- - Wednesday, April 20, 2022

At a Washington reception years ago, a family member of mine witnessed the late Sen. Strom Thurmond of South Carolina happily pocketing Buffalo wings — leaving the sauce dripping from his suit jacket pocket. Aides quickly rushed to his side to steer him away from the buffet and clean up the mess. At the time, Thurmond was in his nineties, was president pro tempore of the United States Senate — and fourth in line to the presidency.

In 2010, Rep. Hank Johnson of Georgia became a punchline when expressing his concern that overpopulation on the island of Guam would cause it to “tip over and capsize.” While bizarre statements and actions by elected officials remain too lengthy to record, some behaviors can indicate a more significant problem. What about when an entire political party and agenda hang on the tenure of an impaired government official? Who dims the spotlight?

America’s political history remains filled with elected officials who demonstrated questionable abilities while holding office. Edith Wilson covered extensively for her husband, President Woodrow Wilson, following his stroke. In her autobiography, “My Memoir,” the former first lady stated, “So began my stewardship, I studied every paper, sent from the different Secretaries or Senators, and tried to digest and present in tabloid form the things that, despite my vigilance, had to go to the president. I, myself, never made a single decision regarding the disposition of public affairs. The only decision that was mine was what was important and what was not, and the very important decision of when to present matters to my husband.”

While Edith Wilson declared that she never made a “single decision regarding the disposition of public affairs,” she failed to see that she was indeed making decisions by selecting “what was important and what was not.” She also disregarded that the American people elected Woodrow Wilson — not Edith Wilson.

To be fair, Mrs. Wilson was not the only first lady to enable or choreograph a sitting U.S. president. Nor are spouses the only culprits. Famous and influential people often fuel industry around them of individuals with financial and political stakes in the celebrity or politician remaining on stage.

Some celebrities, such as superstar musician Glen Campbell, use their diagnosis and infirmities as a platform to say goodbye. Honest about his struggle with Alzheimer’s, Mr. Campbell launched a farewell tour where audiences knew of his disease. The documentary, “I’ll Be Me,” reveals the story and challenges faced by the family, musicians, and others who worked on Mr. Campbell’s team. The tour and documentary honored his legacy, bid a final goodbye to his fans and spotlighted the difficulties of families coping with Alzheimer’s disease.

Bruce Willis’ family recently escorted the movie star off the stage in a heartwarming — and heartbreaking — goodbye. In 1994, former President Ronald Reagan signed off from public life until his death 10 years later. Five years before his death in 2018, Billy Graham issued one last invitation for individuals to accept Christ on his 95th birthday —his final public sermon. 

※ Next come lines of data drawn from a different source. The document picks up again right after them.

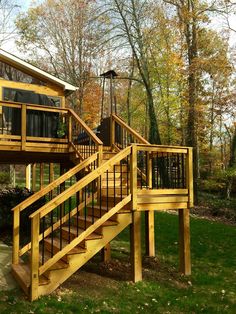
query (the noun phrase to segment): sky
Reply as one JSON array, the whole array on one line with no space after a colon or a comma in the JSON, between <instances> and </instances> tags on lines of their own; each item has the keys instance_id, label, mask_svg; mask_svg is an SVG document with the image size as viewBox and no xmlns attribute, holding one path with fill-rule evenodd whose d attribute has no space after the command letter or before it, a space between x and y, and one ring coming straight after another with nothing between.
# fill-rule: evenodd
<instances>
[{"instance_id":1,"label":"sky","mask_svg":"<svg viewBox=\"0 0 236 314\"><path fill-rule=\"evenodd\" d=\"M43 0L18 0L17 1L19 5L21 6L21 11L27 11L27 9L30 7L32 3L40 3L43 2ZM212 25L214 29L221 29L222 24L223 24L222 19L213 19ZM235 32L231 32L230 34L230 45L231 46L236 46L236 16L232 16L230 18L230 26L235 29ZM16 45L14 44L14 41L8 42L6 45L3 46L3 49L11 51L12 53L15 54L20 54L18 52Z\"/></svg>"}]
</instances>

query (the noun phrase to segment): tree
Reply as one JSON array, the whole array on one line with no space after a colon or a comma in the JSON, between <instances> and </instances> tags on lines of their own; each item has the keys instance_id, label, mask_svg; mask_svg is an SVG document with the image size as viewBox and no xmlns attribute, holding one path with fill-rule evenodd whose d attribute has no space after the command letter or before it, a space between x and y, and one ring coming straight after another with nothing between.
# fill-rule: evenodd
<instances>
[{"instance_id":1,"label":"tree","mask_svg":"<svg viewBox=\"0 0 236 314\"><path fill-rule=\"evenodd\" d=\"M18 45L23 51L31 51L29 58L79 87L75 109L80 116L85 111L86 84L100 52L102 30L96 15L92 0L45 0L16 21Z\"/></svg>"},{"instance_id":2,"label":"tree","mask_svg":"<svg viewBox=\"0 0 236 314\"><path fill-rule=\"evenodd\" d=\"M148 56L147 34L149 16L147 13L150 13L150 2L111 0L109 4L110 16L114 24L114 37L112 38L119 40L119 47L127 47L128 44L146 91L149 116L149 141L154 144L161 144ZM121 38L122 40L125 39L125 42L122 42Z\"/></svg>"},{"instance_id":3,"label":"tree","mask_svg":"<svg viewBox=\"0 0 236 314\"><path fill-rule=\"evenodd\" d=\"M0 0L0 47L15 36L13 21L19 7L17 0Z\"/></svg>"}]
</instances>

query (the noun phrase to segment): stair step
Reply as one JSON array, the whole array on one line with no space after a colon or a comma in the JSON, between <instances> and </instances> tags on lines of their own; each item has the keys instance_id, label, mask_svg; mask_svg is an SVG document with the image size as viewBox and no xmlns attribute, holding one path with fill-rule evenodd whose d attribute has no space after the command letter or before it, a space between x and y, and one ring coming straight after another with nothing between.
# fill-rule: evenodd
<instances>
[{"instance_id":1,"label":"stair step","mask_svg":"<svg viewBox=\"0 0 236 314\"><path fill-rule=\"evenodd\" d=\"M79 228L78 233L77 233L77 228L74 226L70 226L70 228L69 227L62 227L62 237L64 239L69 238L69 233L71 234L71 239L74 239L77 236L79 236L80 234L82 234L83 232L84 232L84 229ZM85 238L85 241L97 240L97 239L101 239L101 238L102 238L102 235L93 232Z\"/></svg>"},{"instance_id":2,"label":"stair step","mask_svg":"<svg viewBox=\"0 0 236 314\"><path fill-rule=\"evenodd\" d=\"M102 186L101 195L102 195L102 197L106 197L107 195L110 197L113 197L114 195L116 197L120 197L121 196L121 188L117 187L114 191L114 187L108 186L108 188L107 188L107 187ZM125 197L127 195L128 195L127 194L127 188L122 187L122 197Z\"/></svg>"},{"instance_id":3,"label":"stair step","mask_svg":"<svg viewBox=\"0 0 236 314\"><path fill-rule=\"evenodd\" d=\"M93 207L92 206L88 206L87 209L88 209L88 214L90 216L94 215L95 217L100 218L101 216L106 214L109 211L109 209L111 209L113 207L114 207L114 204L112 204L112 203L109 204L108 203L108 208L107 208L106 205L102 205L101 207L99 205L94 205ZM110 218L110 220L117 221L117 214L113 215Z\"/></svg>"},{"instance_id":4,"label":"stair step","mask_svg":"<svg viewBox=\"0 0 236 314\"><path fill-rule=\"evenodd\" d=\"M51 258L52 257L51 257L50 252L45 250L45 252L44 252L44 263L46 263ZM42 260L43 260L42 259L42 252L40 252L40 257L39 257L40 265L42 265ZM63 260L59 260L55 264L53 264L48 270L65 269L68 267L69 267L68 263L64 262Z\"/></svg>"},{"instance_id":5,"label":"stair step","mask_svg":"<svg viewBox=\"0 0 236 314\"><path fill-rule=\"evenodd\" d=\"M75 217L75 219L78 219L78 223L79 223L79 226L80 226L80 227L83 228L83 227L86 225L86 228L88 228L88 227L91 226L94 222L96 222L99 218L94 217L94 219L93 219L93 217L91 217L91 216L86 216L86 218L80 216L80 217L78 217L78 218ZM102 224L102 227L116 226L116 225L117 225L117 222L112 221L112 220L107 220L107 221L105 221L105 222ZM100 232L98 231L98 233L100 233Z\"/></svg>"},{"instance_id":6,"label":"stair step","mask_svg":"<svg viewBox=\"0 0 236 314\"><path fill-rule=\"evenodd\" d=\"M29 293L30 287L30 265L25 263L20 263L16 265L12 265L12 274L15 279L19 282L22 289L25 291L26 294ZM39 285L47 285L50 283L50 280L45 276L39 277Z\"/></svg>"},{"instance_id":7,"label":"stair step","mask_svg":"<svg viewBox=\"0 0 236 314\"><path fill-rule=\"evenodd\" d=\"M66 241L65 239L62 239L61 242L62 242L62 247L60 248L60 239L59 238L53 238L53 245L52 245L51 238L46 238L44 240L45 248L48 250L48 252L51 252L51 250L53 250L53 254L56 254L57 252L59 252L61 249L63 249L64 247L66 247L68 245L68 241ZM72 250L70 250L66 254L66 256L63 256L61 258L61 260L63 260L64 262L67 263L67 255L82 254L85 252L86 252L86 249L84 247L76 246Z\"/></svg>"}]
</instances>

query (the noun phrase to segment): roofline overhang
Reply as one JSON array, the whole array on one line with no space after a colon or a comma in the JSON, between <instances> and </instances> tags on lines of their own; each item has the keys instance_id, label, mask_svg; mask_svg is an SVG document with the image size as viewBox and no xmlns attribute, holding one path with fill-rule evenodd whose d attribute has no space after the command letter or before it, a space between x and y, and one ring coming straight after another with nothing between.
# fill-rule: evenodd
<instances>
[{"instance_id":1,"label":"roofline overhang","mask_svg":"<svg viewBox=\"0 0 236 314\"><path fill-rule=\"evenodd\" d=\"M49 74L46 71L39 69L38 67L20 59L19 57L3 49L0 49L0 60L5 61L6 63L11 64L12 66L15 66L17 69L21 70L22 72L26 70L26 72L31 74L32 76L36 74L37 77L41 78L42 80L50 81L54 83L55 85L63 87L63 89L67 91L67 94L71 94L78 89L78 87L68 82L63 81L53 76L52 74Z\"/></svg>"}]
</instances>

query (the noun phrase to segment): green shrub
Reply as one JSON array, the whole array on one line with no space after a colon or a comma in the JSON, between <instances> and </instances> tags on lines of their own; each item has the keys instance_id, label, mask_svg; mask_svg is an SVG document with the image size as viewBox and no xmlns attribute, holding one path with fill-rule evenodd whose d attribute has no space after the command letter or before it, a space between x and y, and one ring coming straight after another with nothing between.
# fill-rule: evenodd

From movie stars to U.S. presidents to world-renowned evangelists, virtually every family in America, at some point, struggles with taking the keys away, prohibiting unsupervised access to cooking devices and bathtubs, and even confiscating a mobile phone from a family member with cognitive impairments. 

While impairments come in many forms, such as aging, disease, injury, alcohol or drugs, enabling also manifests itself in numerous ways.

He’s just tired; she’s got a lot on her; he’s in a lot of pain; she’s just eccentric; oh, he’s always been that way.

All those phrases and more reflect the human condition — we’re prone to deceive others and ourselves. Without objective and established safeguards, the addiction to power, fame and money can quickly blind any of us — even to propping up someone beyond their capabilities.

How many musicians careened onto stages while filled with drugs and alcohol? How many elected officials stayed in power too long? 

Without exception, caregivers of impaired loved ones will find themselves in the predicament of enabling. In those moments, clarity, objectivity and courage remain essential for making healthy decisions for the caregiver, the loved one and all who stand in the path of that loved one’s impairment.

Unlike those in elected office, most families struggling with an impaired loved one cannot affect the nation’s policies — or security. In those circumstances, enabling impaired individuals can result in disastrous outcomes. For those in the spotlight and their caregivers, sometimes the greatest act of love, gratitude and even patriotism is knowing when to exit.

• Peter Rosenberger, a 35+ year caregiver, hosts the nationally syndicated radio program “Hope for the Caregiver.”